Ms Sykes says the pressure is on the Crown to improve the consultation process.

“What our claimants are clear for is they want a commitment from the Crown that Maori will control both the regulation and management of rongoa Maori whether it’s by way of commercial rongoa and services or by way of tohunga kind of practices that are undertaken at the moment,” Sykes said.


The AIDs Foundation says Maori need to support their whanau who are infected with the HIV virus.

The Otago School of Medicine has found an alarming increase in the number of heterosexual Maori women living with the disease.

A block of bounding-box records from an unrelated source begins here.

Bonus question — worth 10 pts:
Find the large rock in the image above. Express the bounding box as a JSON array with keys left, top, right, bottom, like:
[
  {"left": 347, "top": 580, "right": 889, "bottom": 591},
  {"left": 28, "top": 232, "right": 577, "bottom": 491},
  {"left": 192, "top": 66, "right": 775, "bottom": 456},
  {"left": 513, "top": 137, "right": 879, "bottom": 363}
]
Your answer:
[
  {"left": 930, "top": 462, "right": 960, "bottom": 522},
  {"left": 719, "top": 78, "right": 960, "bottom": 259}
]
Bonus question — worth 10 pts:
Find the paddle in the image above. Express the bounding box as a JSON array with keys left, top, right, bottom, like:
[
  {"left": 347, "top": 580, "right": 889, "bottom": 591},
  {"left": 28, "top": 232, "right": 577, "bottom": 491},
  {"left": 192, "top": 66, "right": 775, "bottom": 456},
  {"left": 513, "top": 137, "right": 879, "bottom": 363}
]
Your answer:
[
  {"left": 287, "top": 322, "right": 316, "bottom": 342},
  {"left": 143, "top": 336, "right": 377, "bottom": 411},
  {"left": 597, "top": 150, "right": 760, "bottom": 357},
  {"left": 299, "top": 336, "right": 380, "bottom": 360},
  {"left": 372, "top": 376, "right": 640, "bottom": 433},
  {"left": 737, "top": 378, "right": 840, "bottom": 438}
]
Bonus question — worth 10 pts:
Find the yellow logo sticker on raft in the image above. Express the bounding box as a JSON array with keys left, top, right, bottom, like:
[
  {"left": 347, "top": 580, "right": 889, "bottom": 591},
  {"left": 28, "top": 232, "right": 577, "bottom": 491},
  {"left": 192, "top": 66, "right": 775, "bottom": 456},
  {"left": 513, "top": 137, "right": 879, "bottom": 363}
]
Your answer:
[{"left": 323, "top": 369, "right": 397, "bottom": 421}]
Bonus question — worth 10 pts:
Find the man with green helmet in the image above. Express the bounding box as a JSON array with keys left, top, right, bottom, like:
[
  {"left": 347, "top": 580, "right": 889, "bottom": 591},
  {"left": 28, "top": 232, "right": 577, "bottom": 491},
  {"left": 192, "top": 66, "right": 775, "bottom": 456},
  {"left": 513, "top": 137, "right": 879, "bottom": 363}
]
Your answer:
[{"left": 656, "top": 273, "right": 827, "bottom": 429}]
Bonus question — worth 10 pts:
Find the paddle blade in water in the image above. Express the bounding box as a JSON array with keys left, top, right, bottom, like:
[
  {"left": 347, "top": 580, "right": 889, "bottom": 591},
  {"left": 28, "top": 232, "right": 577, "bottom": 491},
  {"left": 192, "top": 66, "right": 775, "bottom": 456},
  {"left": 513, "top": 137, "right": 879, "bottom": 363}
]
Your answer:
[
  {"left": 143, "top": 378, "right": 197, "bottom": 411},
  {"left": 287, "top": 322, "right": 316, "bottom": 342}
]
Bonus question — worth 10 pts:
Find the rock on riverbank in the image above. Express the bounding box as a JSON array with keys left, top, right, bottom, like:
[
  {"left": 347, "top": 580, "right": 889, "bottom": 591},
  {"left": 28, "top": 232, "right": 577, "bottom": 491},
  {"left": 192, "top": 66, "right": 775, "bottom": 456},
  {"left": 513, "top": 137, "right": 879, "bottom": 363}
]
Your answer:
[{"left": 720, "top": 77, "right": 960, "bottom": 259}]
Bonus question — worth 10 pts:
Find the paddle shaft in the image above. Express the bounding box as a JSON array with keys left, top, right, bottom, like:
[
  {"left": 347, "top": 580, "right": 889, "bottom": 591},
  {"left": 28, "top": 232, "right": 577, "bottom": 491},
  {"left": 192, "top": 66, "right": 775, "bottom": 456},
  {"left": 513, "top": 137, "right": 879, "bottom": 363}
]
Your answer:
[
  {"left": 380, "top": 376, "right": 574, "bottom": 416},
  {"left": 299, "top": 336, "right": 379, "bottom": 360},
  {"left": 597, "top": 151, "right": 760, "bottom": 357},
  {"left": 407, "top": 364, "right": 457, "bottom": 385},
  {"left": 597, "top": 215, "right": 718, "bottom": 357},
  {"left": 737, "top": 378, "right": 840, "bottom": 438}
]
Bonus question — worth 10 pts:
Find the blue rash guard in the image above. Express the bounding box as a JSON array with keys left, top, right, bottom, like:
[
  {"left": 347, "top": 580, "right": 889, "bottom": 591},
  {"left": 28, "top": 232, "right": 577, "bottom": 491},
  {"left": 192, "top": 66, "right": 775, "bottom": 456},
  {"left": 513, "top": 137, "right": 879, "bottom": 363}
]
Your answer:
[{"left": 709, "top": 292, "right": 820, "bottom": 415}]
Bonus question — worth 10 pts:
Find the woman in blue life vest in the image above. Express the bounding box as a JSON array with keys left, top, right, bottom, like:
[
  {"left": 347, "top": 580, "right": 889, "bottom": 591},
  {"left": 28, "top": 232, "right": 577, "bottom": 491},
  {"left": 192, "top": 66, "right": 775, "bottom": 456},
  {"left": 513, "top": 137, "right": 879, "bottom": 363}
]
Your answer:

Foundation executive director Rachel le Mesurier says they need support to overcome the stigma attached to the virus.

“Stigma is still very much an issue, particularly for Maori women and Maori heterosexual men, because the numbers are so low. And again I think one of the keys for Maori women and heterosexual men and obviously homosexual men, the safest place for them is the whanau and their supportive communities,” le Mesurier said.


A Ngati Hine leader says Ngapuhi needs to look at what they have in common with Kingitanga, rather than dwell on differences.

The northern tribe is holding a hui in Kaikohe on Friday to discuss the relationship it should have Maoridom's oldest political institution.

Erima Henare says the New King Tuheitia is already connected to the north through his Te Aupouri paternal grandmother and his late mother, who shared an ancestor with Ngati Hine.

“In King Tuheitia we have the coming together of those two Ngaphui lines of Waimirirangi through his father, Whatumoana, and Hineamaru through his mother, through Te Rongopatutonga, so to say Tuheitia is not Ngapuhi would definitely roll against the whakapapa, so something Ngapuhi definitely has to think about that this king now carries their whakapapa,” Henare said.

Erima Henare says Tamata Waka Nene, the ancestor of current Ngapuhi chairperson Sommy Tau, represented Ngapuhi at Pukawa 150 years ago whent he first Maori King was chosen.